Enable JavaScript to ensure website accessibility

Harvey Thurmer – Live Deeply

I’m Harvey Thurmer, and this is how I’ve been living deeply.

“My mother put Bible verses on the wall around the kitchen table, and we were encouraged -maybe even coerced- to memorize those verses! I was pretty good at it, and I believe there was a plaque in the hallway of the educational building with my name on it as having memorized the shorter catechism. Don’t ask me to recite it now! Every morning throughout my elementary and into my high school years, my father prepared a huge breakfast. Afterward we read the Bible from a devotional and he prayed extensively for our family and extended family. Then, as my sister and I left the house to walk to school just over the hill, my mother prayed over us. This had a huge impact on me. It was clear that my mother actually believed her prayers would be answered. God was listening! There was power behind it! I might not have felt the power at the time -I’m sure I didn’t- but later in life I certainly have: to the point that when my children were born and I wanted to instill in them the same things, I did some of the same things that I saw my parents doing. I grew up at Cedar Springs in what is now the little chapel. My mother sang in the choir. The church was central to our lives: going to VBS, services on Sunday and Wednesday, misbehaving in church and getting disciplined for it! I grew up expecting that the minister would be invited to Sunday lunch at our home, and those are vivid memories. It was during Lane Adams’s tenure [as senior pastor] at the church that I remember becoming a Christian. He was a very commanding speaker, and I was around 8 years old. One Sunday night he gave an altar call and I responded. I remember discussing my decision with my mother as she ironed clothes the next day and I got busy studying the Bible. It’s amazing to think of the history of this church, founded near the country’s beginning. To think that God’s plan for me began at that time in this church -and it’s still being worked out in my life and the lives of my children- it’s given me a lot of peace. It reminds me that amid all the upheaval and uncertainty of these times, there’s Someone bigger in charge who has everything planned and worked out. And I can rest in that. It’s the peace that passes understanding.”

“Many years later, when I was in graduate school in the early 1990s, I met up with Lane Adams again. He was a guest speaker at a church in Coral Gables, Florida, where I was studying at the University of Miami. I asked if I could take him to lunch. I was a poor graduate student living on a shoestring budget, and I made him lunch at my little apartment. I remember thanking him for his ministry and for introducing me to Jesus. It was a very important lunch for me, and I hope it was for him, too. So my life with Jesus began at Cedar Springs. And much later, very circuitously, I met my wife through this church! Although we never actually met when either of us were here, Jane Knowling was involved at Cedar Springs and knew my sister Lois during the 1980s, when I lived in Austria [working as a classical musician]. She was studying nursing at UT and was involved in the singles class and discipleship groups. She remembers me playing for a service when I was home on a break- but we never met, and if we had, I am pretty sure nothing would have happened at that time. I wasn’t her type! It took many more years and both of us moving to Denver to study biblical counseling for our paths to finally cross. Jane had moved out there in 1991. I made it there in 1994. As I left, I remember our mutual friends Gordon and Marylin Adams saying, ‘Be sure to look up Jane Knowling!’ We did meet, and eventually became engaged in November of 1994. We got married on June 3, 1995 at Cedar Springs. It was a day my parents had prayed for, and probably many of their friends as well. I come from a long line of “late bloomers” and was 40 when I finally married. After our son Will was born in 1996, I finally found a teaching position and we moved to Ohio, where I have been teaching music at Miami University since 1997. Our daughter Marin was born in 1998 in Oxford, Ohio, and both children have begun their journeys with Jesus. They’ve been involved in youth ministry- Will as a Young Life leader, Marin as a youth group leader at a local church in Oxford.”
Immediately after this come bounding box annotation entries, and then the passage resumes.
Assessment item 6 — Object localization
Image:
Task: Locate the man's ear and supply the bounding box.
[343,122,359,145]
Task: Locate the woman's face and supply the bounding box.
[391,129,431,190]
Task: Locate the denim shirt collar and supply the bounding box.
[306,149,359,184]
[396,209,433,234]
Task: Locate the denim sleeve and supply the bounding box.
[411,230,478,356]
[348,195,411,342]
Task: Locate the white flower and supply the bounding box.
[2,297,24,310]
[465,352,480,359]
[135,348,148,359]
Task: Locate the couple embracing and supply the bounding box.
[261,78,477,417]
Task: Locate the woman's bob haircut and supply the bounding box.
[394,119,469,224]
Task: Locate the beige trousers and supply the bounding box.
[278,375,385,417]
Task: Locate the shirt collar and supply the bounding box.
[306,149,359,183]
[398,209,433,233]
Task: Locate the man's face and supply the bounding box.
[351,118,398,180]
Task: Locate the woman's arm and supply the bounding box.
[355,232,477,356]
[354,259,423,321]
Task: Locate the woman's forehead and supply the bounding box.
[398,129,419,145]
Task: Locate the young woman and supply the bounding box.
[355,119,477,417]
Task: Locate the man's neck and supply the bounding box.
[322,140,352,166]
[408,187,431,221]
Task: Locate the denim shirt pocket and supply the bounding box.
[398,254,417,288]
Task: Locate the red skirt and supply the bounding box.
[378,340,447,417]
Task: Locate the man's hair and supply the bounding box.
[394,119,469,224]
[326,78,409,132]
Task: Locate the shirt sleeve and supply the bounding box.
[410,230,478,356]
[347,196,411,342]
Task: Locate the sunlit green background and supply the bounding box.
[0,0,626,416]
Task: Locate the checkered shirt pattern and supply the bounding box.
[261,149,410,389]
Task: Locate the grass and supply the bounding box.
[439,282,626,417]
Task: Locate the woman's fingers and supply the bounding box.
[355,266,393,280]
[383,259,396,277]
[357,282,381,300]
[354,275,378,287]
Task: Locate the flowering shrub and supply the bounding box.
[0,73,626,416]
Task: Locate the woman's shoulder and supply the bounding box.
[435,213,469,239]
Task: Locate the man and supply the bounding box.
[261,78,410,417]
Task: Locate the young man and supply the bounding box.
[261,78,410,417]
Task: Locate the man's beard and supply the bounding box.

“This past summer, while on a short vacation in Loudon, Jane and I very serendipitously found out about a special event at Cedar Springs where George Dilworth was giving a historical overview of the church from the 1790s to 1950. I knew we had to go! We showed up, and I was surprised to see so many people there, some of whom I recognized.  It was there that I learned for the first time of my mother’s involvement in collecting letters to send to servicemen in World War II. There were probably around 20 or so men from the church involved in the war, and so the parishioners back home wanted to send them their love and concern. I had never heard of my mother’s involvement in this. She never said a word to me about it. I didn’t even know these letters existed. I was able to read some of them- one from my grandmother Clara Keller Walker, who died before I was born. My mother married one of those servicemen stationed in the South Pacific for the Navy, and the rest is history! My mother was very creative, fun-loving, and flexible when it came to adjusting to life’s circumstances. She grew up just down the street from the church, in what is now a renovated historic home [to the west of the church]. As little girls, she and her sisters sold fruit and vegetables from the farm along Kingston Pike. The depression hit while she was at Maryville College, so she had to stop and find work. After marrying, then staying at home with us when we were little, she reapplied for her secretary job at the TVA and got it back. This whole time she was attending Cedar Springs- involved in women’s groups and singing in the choir. She died in 2002. Reading the wartime letters -newsletters or journals from home, really, you could call them- reminded me of how I remember my mother as a child. She was so full of life and fun and creative. Even my daughter now loves to write, and I love to write. So it fits that my mother would do something like that. It has been a real blessing to discover these letters, and to look back on the beginnings of my faith journey at Cedar Springs. It is a confirmation to me of the sovereignty of God, His unfailing love, and how the faithful prayers of my parents -and even of my great grandmother Kate Baker Walker- continue to bless me to this day.”